I am facing to a problem: database for process plants. There are up to 50,000 sensors at sampling rate of 50 ms. All measured values need to be stored at least 3 years and must support real-time queries (i.e. users can see historical data with delay less than 1 second). I recently read an article about Time-series Database, many options are on hand: OpenTSDB, KairosDB, InfluxDB, ...
I am confused which one would be proper for the purpose? Any one know about this please help me!
UPDATE 15.06.25
Today I run a test based on OpenTSDB. I used Virtual Box to create a cluster of 3 CentOS x64 VMs (1 master, 2 slaves). The host configuration is 8 GB RAM, core i5. The master VM configuration is 3 GB RAM, and the slaves configuration is 1.5 GB RAM. I write a python program to send data to OpenTSDB as below:
s = socket.socket(socket.AF_INET, socket.SOCK_STREAM)
s.connect(("192.168.10.55", 4242))
start_time = time.time()
start_epoch = 1434192418;
for x in range(0, 1000000):
curr_epoch = start_epoch + x
tag1 = "put TAG_1 %d 12.9 stt=good\n" % (curr_epoch)

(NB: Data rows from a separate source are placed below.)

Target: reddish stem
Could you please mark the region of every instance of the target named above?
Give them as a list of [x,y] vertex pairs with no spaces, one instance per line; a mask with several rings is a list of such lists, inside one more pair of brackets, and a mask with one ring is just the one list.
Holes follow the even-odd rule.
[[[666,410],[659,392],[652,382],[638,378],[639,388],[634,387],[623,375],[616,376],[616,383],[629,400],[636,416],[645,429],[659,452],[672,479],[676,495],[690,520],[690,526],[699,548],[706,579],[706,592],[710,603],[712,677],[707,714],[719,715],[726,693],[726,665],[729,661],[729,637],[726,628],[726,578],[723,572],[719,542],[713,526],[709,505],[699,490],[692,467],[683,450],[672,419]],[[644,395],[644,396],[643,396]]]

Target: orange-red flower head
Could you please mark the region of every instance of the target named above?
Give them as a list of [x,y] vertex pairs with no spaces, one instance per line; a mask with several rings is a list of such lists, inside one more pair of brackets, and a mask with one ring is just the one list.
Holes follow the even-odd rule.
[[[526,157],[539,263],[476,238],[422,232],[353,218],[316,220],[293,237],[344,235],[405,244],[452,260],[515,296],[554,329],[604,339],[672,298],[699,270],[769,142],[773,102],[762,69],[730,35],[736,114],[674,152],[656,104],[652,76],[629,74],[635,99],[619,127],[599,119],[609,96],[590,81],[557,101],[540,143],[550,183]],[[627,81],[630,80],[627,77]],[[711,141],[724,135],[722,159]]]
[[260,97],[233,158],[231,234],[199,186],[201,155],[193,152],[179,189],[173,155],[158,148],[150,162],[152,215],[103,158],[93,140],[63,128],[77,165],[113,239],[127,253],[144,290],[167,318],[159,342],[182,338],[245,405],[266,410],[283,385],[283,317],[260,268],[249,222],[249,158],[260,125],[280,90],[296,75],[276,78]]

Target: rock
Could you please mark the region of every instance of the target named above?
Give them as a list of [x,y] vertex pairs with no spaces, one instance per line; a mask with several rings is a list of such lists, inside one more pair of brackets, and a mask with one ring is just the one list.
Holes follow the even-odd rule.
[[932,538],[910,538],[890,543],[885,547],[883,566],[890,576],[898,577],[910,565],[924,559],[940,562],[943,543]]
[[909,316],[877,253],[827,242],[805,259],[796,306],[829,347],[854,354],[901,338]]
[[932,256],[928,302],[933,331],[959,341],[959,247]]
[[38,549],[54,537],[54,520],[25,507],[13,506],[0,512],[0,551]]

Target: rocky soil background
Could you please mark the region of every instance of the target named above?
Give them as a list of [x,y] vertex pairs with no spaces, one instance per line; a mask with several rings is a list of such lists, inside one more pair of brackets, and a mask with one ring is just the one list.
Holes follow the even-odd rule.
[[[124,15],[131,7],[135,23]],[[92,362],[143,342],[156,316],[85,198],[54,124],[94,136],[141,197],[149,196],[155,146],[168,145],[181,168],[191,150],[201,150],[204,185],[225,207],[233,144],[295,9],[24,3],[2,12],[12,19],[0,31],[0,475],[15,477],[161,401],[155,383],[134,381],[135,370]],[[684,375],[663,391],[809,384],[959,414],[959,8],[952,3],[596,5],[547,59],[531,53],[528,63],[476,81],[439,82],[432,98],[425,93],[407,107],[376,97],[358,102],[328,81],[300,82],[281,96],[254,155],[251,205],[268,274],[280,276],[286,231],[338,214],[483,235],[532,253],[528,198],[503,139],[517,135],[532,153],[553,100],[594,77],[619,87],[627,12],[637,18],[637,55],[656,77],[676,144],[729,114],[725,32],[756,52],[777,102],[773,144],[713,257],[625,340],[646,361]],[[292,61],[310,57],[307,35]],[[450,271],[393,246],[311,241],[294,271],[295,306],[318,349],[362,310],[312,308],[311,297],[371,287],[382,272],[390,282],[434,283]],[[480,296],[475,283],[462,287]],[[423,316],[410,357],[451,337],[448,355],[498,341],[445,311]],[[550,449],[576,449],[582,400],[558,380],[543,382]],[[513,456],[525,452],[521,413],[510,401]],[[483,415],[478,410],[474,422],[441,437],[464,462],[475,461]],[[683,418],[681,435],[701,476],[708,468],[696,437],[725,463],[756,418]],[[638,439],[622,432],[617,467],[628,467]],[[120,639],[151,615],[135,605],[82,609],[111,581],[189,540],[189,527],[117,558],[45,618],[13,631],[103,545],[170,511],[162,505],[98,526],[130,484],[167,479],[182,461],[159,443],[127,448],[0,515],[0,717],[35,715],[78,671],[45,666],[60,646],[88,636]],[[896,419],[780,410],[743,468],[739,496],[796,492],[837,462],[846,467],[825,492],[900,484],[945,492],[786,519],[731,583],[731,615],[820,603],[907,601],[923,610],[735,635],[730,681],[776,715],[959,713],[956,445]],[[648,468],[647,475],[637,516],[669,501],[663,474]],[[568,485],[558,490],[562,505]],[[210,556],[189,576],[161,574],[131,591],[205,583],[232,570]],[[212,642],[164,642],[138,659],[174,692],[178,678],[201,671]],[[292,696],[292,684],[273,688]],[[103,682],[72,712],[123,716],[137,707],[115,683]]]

tag2 = "put TAG_2 %d 12.9 stt=good\n" % (curr_epoch)
tag3 = "put TAG_3 %d 12.9 stt=good\n" % (curr_epoch)
tag4 = "put TAG_4 %d 12.9 stt=good\n" % (curr_epoch)
tag5 = "put TAG_5 %d 12.9 stt=good\n" % (curr_epoch)
tag6 = "put TAG_6 %d 12.9 stt=good\n" % (curr_epoch)
tag7 = "put TAG_7 %d 12.9 stt=good\n" % (curr_epoch)
tag8 = "put TAG_8 %d 12.9 stt=good\n" % (curr_epoch)
tag9 = "put TAG_9 %d 12.9 stt=good\n" % (curr_epoch)
tag10 = "put TAG_10 %d 12.9 stt=good\n" % (curr_epoch)
str = tag1 + tag2 + tag3 + tag4 + tag5 + tag6 + tag7 + tag8 + tag9 + tag10
s.send(str)
print("--- %s seconds ---" % (time.time() - start_time))
I run the python on host, and the work completes after ~220 seconds. So, I got an avg. speed of ~45000 records per second.
UPDATE 15.06.29
This time I used only 1 VM (5 GB RAM, 3 cores, CentOS x64, pseudo-distributed Hadoop). I run 2 python processes on Windows 7 host to send 2 halves of data to the OpenTSDB. The avg. speed of putting data was ~100,000 records per second.
To handle the million writes per seconds, you will need to put some serious engineering in place.
Not all databases will be able to store that amount of data in a compact form.
For example ATSD uses 5 to 10 bytes per sample (float data type), depending on observed variance.
There is a type of distributed (clustered) databases built on HBase that will be able to handle this kind of load.
For example, you can try looking at openTSDB and ATSD.
Update 1.
We have run the following test for your particular use case:
30.000 analog sensors writing float type data, resulting in 540.000.000 records
20.000 digital sensors writing short type data (zeros and ones), resulting in 552.000.000 records
The data took up 3.68 gigabytes. The compression was lossless.
Resulting in an average 3.37 bytes per record.
This was a storage efficiency test.
Full disclosure, I work for the company that develops ATSD.